The county’s benefits costs for the constables and several county civilian employees budgeted for this year is $144,958 for the eight outlying constable offices. The county’s general fund also helps support the eight outlying constable offices on a limited basis. Those expenditures are public, unlike the money from fees.
The county budgeted $247,589 this fiscal year. The bulk of that goes toward benefits, pay, part-time clerical help for some of the larger offices and salaries. The money also helps cover limited costs such as telephone bills, office supplies and postage.
The county budgeted $234,436 for the Henderson constable and $208,060 for the North Las Vegas constable operations.
Mesquite Township Constable Duane Thurston, a 19-year veteran of the job, said he knows he won’t get rich serving court papers five to eight times a week.
“This is like a part-time job for me,” said Thurston, who owns a carpet cleaning and janitorial business. “When I’m slow, I can go out and serve the papers, usually in the afternoon.”
His biggest expense is his personal car. Thurston said he wouldn’t object if all the office’s financial expenditures were public.
“I think it should be a public record,” he said. “I don’t have a problem with that.”

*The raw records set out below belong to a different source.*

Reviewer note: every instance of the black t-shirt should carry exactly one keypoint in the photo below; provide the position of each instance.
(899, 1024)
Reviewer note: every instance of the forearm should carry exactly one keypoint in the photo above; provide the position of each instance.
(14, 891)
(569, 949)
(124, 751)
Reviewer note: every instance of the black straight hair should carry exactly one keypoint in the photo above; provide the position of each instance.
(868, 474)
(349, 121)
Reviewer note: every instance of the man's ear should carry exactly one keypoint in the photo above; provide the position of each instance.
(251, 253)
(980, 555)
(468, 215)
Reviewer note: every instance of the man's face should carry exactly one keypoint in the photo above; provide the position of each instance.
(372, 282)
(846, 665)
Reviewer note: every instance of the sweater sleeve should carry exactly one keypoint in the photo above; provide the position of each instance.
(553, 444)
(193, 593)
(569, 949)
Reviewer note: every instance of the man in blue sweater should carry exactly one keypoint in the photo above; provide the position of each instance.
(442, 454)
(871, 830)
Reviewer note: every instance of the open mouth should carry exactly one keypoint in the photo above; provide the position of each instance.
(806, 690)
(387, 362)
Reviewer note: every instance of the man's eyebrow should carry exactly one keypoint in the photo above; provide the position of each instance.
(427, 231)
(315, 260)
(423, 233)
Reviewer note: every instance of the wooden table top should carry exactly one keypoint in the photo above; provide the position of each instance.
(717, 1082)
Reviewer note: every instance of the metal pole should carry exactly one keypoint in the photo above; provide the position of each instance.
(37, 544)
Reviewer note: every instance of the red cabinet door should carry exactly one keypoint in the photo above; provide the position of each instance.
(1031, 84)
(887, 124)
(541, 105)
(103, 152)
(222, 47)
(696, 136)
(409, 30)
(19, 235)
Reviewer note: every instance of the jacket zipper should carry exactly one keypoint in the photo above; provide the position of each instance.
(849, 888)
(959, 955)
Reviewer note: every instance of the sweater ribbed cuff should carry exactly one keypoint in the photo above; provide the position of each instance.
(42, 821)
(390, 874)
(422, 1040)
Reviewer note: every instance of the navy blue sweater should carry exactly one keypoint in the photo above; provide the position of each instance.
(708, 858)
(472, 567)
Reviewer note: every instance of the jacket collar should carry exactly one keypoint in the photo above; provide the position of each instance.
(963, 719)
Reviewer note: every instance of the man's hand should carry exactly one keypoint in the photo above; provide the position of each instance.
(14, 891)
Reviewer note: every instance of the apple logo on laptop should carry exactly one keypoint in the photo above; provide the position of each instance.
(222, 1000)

Goodsprings Township Constable Gary Rogers said the offices, even small shops, have a lot of expenses, including bookkeeping.
“We are a hybrid,” he said. “We are a government agency, but we are also a private business. I get zero money from the taxpayer.”
The county budgeted $500 for his office supplies, budget reports show. Aside from that, he’s on his own.
Rogers said he’s not sure whether his expenditures should be public, noting that they don’t involve taxpayer dollars.
“As far as what we spend to run the offices when it’s totally private — I’m not sure,” he said, comparing the operation to a private-sector business. “I don’t know how I feel about that. …. There’s nobody giving me government money, which would absolutely make it their business. I’m really conflicted because I don’t know what the answer is.”